Other than that, the City Hatchback RS gets 6 airbags, a reverse camera, and the regular set of safety features like anti-lock braking system with electronic brakeforce distribution (ABS, EBD), vehicle stability assist (VSA), and hill start assist (HSA).
Driving performance - better than Jazz?
The Thai-spec City Hatchback comes with a smaller engine that's built to comply with the country's stringent EcoCar regulations.
|TH-spec Honda City Hatchback powertrain|
1.0-litre, turbocharged three-cylinder
122 PS @ 5,500 rpm
173 Nm @ 2,000 - 4,500 rpm
AutoFun found the engine to be adequately powerful, praising its sharp throttle response that actually made them "forget the Honda Jazz".
In their driving tests (taking place mainly in the city), the City Hatchback returned a fuel consumption figure of around 8.6 litres/100km, which is moderately thirsty for a car in this category.

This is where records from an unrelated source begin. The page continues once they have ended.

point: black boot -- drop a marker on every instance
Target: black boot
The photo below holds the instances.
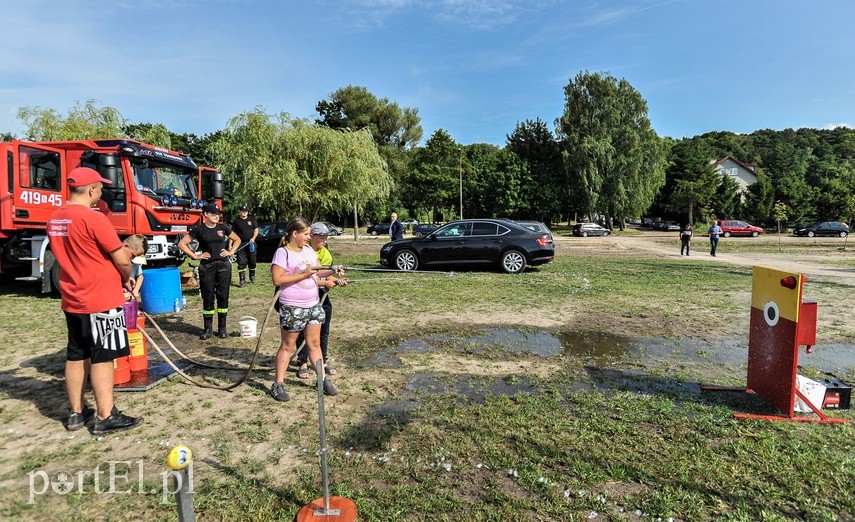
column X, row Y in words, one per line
column 221, row 326
column 209, row 327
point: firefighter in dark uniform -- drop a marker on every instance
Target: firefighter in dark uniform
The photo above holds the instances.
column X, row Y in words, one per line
column 216, row 243
column 246, row 227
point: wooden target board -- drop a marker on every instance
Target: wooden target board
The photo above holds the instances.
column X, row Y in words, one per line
column 773, row 350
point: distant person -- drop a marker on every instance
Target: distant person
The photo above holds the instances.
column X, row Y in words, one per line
column 215, row 270
column 94, row 267
column 320, row 233
column 686, row 238
column 296, row 269
column 137, row 245
column 396, row 228
column 715, row 232
column 246, row 227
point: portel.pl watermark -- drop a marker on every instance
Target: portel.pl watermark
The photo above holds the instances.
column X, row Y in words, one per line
column 112, row 477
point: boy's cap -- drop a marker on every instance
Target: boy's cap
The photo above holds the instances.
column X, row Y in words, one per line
column 82, row 176
column 319, row 229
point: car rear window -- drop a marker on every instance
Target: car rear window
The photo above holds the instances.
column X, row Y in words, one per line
column 485, row 229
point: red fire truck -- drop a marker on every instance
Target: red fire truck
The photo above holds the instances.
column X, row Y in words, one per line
column 155, row 192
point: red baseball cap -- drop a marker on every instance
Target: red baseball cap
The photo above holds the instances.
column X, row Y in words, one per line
column 82, row 176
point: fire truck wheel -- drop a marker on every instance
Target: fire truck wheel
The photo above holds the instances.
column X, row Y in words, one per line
column 50, row 260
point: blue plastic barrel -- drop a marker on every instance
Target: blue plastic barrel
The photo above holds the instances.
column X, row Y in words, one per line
column 161, row 287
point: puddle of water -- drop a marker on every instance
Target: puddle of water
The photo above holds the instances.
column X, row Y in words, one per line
column 602, row 348
column 472, row 387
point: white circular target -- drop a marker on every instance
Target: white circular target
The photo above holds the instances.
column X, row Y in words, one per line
column 770, row 313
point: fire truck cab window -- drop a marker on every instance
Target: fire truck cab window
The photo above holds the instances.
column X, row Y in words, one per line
column 40, row 168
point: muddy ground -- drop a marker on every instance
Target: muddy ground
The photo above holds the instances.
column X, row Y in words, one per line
column 33, row 402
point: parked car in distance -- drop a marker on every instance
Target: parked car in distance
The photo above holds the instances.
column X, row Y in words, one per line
column 378, row 229
column 267, row 241
column 668, row 226
column 335, row 230
column 731, row 227
column 472, row 242
column 826, row 228
column 536, row 226
column 423, row 229
column 590, row 229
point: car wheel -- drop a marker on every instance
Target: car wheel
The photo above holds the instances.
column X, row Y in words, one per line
column 50, row 259
column 513, row 262
column 406, row 260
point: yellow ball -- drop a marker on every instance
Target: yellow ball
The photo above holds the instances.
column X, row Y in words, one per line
column 179, row 458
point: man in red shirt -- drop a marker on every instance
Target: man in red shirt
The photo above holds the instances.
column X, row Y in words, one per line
column 94, row 266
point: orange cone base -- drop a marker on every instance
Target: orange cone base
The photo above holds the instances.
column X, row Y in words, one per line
column 344, row 509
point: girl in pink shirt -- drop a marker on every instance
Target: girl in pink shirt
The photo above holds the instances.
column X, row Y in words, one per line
column 295, row 267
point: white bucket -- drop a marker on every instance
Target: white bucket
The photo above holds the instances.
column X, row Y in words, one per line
column 247, row 326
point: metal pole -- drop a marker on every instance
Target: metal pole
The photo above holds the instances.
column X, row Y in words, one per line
column 319, row 368
column 460, row 173
column 355, row 223
column 184, row 496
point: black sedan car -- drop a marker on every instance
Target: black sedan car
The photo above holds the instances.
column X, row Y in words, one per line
column 826, row 228
column 269, row 235
column 379, row 229
column 423, row 229
column 472, row 242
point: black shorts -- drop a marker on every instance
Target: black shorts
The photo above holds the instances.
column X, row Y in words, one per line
column 106, row 341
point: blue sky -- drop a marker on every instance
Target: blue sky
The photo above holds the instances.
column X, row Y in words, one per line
column 472, row 67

Having said that, this isn't the engine that we'll be receiving. Remember that Thailand offers tax deductions for low C02 emissions engines such as this, and without it, the engine is much too expensive for developing markets in this region.
Our City Hatchback will have its powertrain ported over from the sedan: a 1.5-litre, naturally-aspirated mill pushing 122 PS and 145 Nm, combined to a CVT. Same story in Indonesia.
Powertrain aside, AutoFun reports that the City Hatchback drives pretty much the same as the City sedan with its European-like handling. The car certainly isn't jumpy, and it handles pockmarked roads pretty well.
Nonetheless, Danai finds that slightly better brakes and sharper steering response will help inspire more driving confidence.
Conclusion - a rather good car
When the truth's been told, AutoFun thinks that the City Hatchback is a recommendable car, with a practical interior wrapped up in a rather sporty exterior. Their main gripe with it is its lack of advanced driver assistance system (ADAS) features, and a rather thirsty engine.
Just like in Thailand, the City Hatchback will also be squarely be aimed at the Yaris in Malaysia. It's a bit early to speculate prices, but with the Yaris being priced from RM 70,940 to RM 84,808, it's safe to say that the City Hatchback will also fall somewhere in this ballpark.
As for when it's coming, expect it to come to our shores sometime in late-2021, taking into account lead time for local parts sourcing and assembly.